Knockout puts pounding in perspective

Santo Caruso

There are a few things I am certain about when it comes to sports. I’m pretty sure the sport of kings is horse-racing and that soccer is the world’s most popular sport. I know baseball is the national pastime, although we all know football is the real national pastime. But what I can’t recall is where boxing fits into this equation.

ESPN.com ranked boxing as the world’s most difficult sport, but this acknowledgment has failed to raise the sport to the ranks of football, baseball and basketball.

Boxing does not draw the same kind of attention as these other sports, and the few names and faces that people do recognize and associate with boxing are quickly disappearing.

Recently, Roy Jones, Jr. was knocked out twice. What cultural significance does this have? Seemingly little to the average person, but for me, there was symbolism in his defeat.

Jones was the last unbeatable boxer, the last great national figure representing a dying sport. He was a character whose abilities earned him the “Best Pound for Pound Boxer in the World” title. His personality even landed him in a role in the “Matrix” movies.

Jones was also an idol of mine. In a sport I cared little about, he stood out and earned a spot on my childhood bedroom wall next to Randall Cunningham, John Kruk and John LeClair.

He stood there for years, lean and menacing. “Faster than a speeding bullet, more powerful than a locomotive,” the caption read, advertising for Jones’ victory. (Back then it was a given that he’d win.) He was a light in the dimming world of boxing.

With the heavyweight belts going to a monstrous British man, and the lower weight classes dominated by Latinos whose flamboyance often turns into annoyance, Jones was one of the last great American boxers. He moved in and out of weight classes, searching for a challenge. Everywhere he went, though, he encountered the same result.

He was too fast for heavyweights but too strong for the lower classes. He had flair but did not seem as pompous as other fighters. He would flaunt and strut and flex his muscles, but when the bell rang, it was all business. And business was good.

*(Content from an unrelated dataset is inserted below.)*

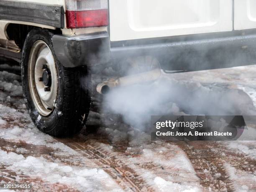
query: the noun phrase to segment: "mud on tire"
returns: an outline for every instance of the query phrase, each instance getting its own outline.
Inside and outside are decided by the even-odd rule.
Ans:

Boxing is dead, or at least dying. In the ’60s and ’70s, Muhammad Ali, Joe Frazier and George Foreman were kings among men. Ali was not just a national star but was known throughout the world.

In a scene from “Ali,” Will Smith, playing the “Greatest,” runs through an impoverished section of Africa as the children cheer, “Ali boombaye!” (Ali, kill him!). The world cared about this American athlete.

He stood up to the government and lost years of his prime because he did not believe in the war in Vietnam. His demolition of Sonny Liston is captured on the walls of college students’ dorm rooms across the nation. Although he suffers from the physical debilitating Parkinson’s disease, he still lit the torch at the 1996 Olympic Games in Atlanta for the entire world to see.

My friends and I can debate over who we believe is the greatest boxer of all time, Ali or Frazier, without ever mentioning the most dominating man to ever be associated with the sport of boxing: “Iron” Mike Tyson. In the late ’80s and early ’90s, he was unstoppable.

He was an animal in the ring- faster, stronger, meaner and unbeatable. The closest I will ever come to fighting Tyson is by playing the NES game, Super Punchout and even in that, he intimidates me.

However, with his skills deteriorating, he is now just a freak show, a joke, a novelty, a criminal and a sob story. He will never be remembered as the juggernaut he once was.

Today no one watches, follows or cares about boxing. Not even the stylized fights of “Raging Bull” could save the sport. Most people would rather watch a Rocky marathon than subject themselves to a televised middleweight title fight.

Boxing has become so much of a joke that two reality shows are now attempting to find “The Next Great Champ.” Without a dynastic fighter, like Ali, or an ugly little indulgence, like Tyson, the sport offers little or nothing to keep the public interested.

Jones lies there, out cold. The trainer has to rip the mouth guard from behind his teeth as a doctor struggles to revive him. For a brief second, you wonder if he is dead, and if this no-name, who Jones would have buried like Hoffa two years earlier and who will probably retire in a couple years anyways, has just put Jones’ lights out for good.

We may have just seen Jones, the last great boxer of our generation, and the sport that he has embraced and that has embraced him for so many years, take the final hit.